University’s Centre for Ageing Studies researches social loneliness as part of Cheshire-wide project

Posted on 12th September 2014

Research into tackling the 21st-century issue of social loneliness will be carried out by the University of Chester as part of a £5.2million grant issued to the public, private and voluntary sector this week (Monday, September 8).

The Centre for Ageing Studies at the University is a partner in the Brighter Lives Project which was announced as part of the Big Lottery’s Ageing Better Programme.

The money will fund a five-year partnership programme designed to identify, design and implement innovative solutions to the problems affecting older people across the borough. Led by Age UK Cheshire and managed by a partnership steering group, the ‘Bright Life’ project spent seven months interviewing over 760 older people and 22 organisations, gathering information to inform its successful funding bid. The next stage for the 11-strong partnership will be to develop a delivery plan for submission to the Big Lottery Fund by December this year for delivery in April 2015.

Led by Professor Paul Kingston, the Centre’s role will be to develop and lead on the scientific evaluation of the project alongside both partners and individuals who are involved and will participate over the five years of the venture.

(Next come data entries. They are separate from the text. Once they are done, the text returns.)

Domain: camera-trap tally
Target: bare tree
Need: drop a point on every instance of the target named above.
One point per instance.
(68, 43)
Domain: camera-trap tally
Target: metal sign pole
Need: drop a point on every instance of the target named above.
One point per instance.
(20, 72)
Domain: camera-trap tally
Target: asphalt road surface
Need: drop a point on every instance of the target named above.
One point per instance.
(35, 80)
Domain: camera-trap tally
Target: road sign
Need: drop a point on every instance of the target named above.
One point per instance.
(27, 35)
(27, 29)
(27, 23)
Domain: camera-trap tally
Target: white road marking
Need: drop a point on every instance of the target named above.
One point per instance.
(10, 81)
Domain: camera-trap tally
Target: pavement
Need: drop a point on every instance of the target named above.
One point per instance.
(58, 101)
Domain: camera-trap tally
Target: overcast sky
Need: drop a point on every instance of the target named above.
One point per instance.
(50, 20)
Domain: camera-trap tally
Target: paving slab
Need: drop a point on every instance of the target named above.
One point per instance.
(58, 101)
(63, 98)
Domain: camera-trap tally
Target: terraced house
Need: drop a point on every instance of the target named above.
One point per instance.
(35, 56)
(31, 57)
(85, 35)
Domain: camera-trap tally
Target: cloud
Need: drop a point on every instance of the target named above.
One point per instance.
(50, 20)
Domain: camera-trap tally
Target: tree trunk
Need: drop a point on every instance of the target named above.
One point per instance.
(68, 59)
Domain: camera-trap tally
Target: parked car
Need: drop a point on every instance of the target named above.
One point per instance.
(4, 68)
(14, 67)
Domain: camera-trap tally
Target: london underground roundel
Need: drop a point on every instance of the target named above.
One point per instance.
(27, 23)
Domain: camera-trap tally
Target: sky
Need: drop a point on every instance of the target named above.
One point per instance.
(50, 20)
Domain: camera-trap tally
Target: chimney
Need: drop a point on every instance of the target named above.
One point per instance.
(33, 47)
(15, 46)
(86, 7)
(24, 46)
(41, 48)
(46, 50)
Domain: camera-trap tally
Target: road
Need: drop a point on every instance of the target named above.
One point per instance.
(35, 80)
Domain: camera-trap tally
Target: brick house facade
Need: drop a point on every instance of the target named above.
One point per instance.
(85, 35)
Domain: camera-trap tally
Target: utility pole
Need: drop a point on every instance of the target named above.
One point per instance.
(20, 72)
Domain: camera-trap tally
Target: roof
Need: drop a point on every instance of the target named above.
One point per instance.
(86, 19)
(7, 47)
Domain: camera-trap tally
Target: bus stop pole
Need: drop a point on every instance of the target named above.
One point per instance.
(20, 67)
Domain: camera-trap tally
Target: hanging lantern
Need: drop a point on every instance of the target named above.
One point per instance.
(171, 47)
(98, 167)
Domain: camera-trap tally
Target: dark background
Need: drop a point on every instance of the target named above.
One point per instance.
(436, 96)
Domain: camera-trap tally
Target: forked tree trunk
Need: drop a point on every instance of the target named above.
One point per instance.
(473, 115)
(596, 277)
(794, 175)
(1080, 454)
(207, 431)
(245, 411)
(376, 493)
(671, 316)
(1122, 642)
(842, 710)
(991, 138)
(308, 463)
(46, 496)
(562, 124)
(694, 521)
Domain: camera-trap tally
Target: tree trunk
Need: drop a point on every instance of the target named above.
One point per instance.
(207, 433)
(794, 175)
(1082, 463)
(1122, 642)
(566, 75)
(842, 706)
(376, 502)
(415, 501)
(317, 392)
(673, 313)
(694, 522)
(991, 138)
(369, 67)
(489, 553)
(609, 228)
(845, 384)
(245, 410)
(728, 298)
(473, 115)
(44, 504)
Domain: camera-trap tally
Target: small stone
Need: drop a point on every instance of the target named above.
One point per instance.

The project is vitally important because recent research has shown that ‘15 per cent of respondents aged 85 years and older in the study live more than 40 miles apart from their children and 12 per cent of respondents living alone live more than 40 miles from their children. It has been noted that a lack of social contact reduces an older person’s well-being, can damage mental health and it can also be detrimental to physical health. In principle, the further away from their older parents children live, the less able they will be to provide regular support for them’. (Women’s Royal Voluntary Service, 2012)

Recognising that older people are the experts on their own lives, the University of Chester team proposes to adopt a collaborative approach based on the principles of participatory research. This is also consistent with the Brighter Lives programme aims of supporting older people to:

 

  • become more socially connected
  • be more active in their communities
  • have enhanced input into the design and development of services.

Essentially the team will work in partnership with older people across Cheshire to enable them to develop and strengthen the skills necessary to undertake robust, high quality research. The University of Chester staff and older people will work together collecting and analysing data on loneliness, community engagement, social connections and individual wellbeing. The aim is to produce a comprehensive report on the social connectivity of older people living in Cheshire that will be used in the development of a community engagement plan for the local community.

Professor Kingston, Director of the Centre for Ageing Studies, at the University of Chester, said: “This project fires the imagination of how individuals, communities and organisations can come together to generate new ideas for community cohesion and support for an ageing society. The University’s task is to provide an evidence base that will allow other parts of the country to replicate the successes we hope to see over the next five years.”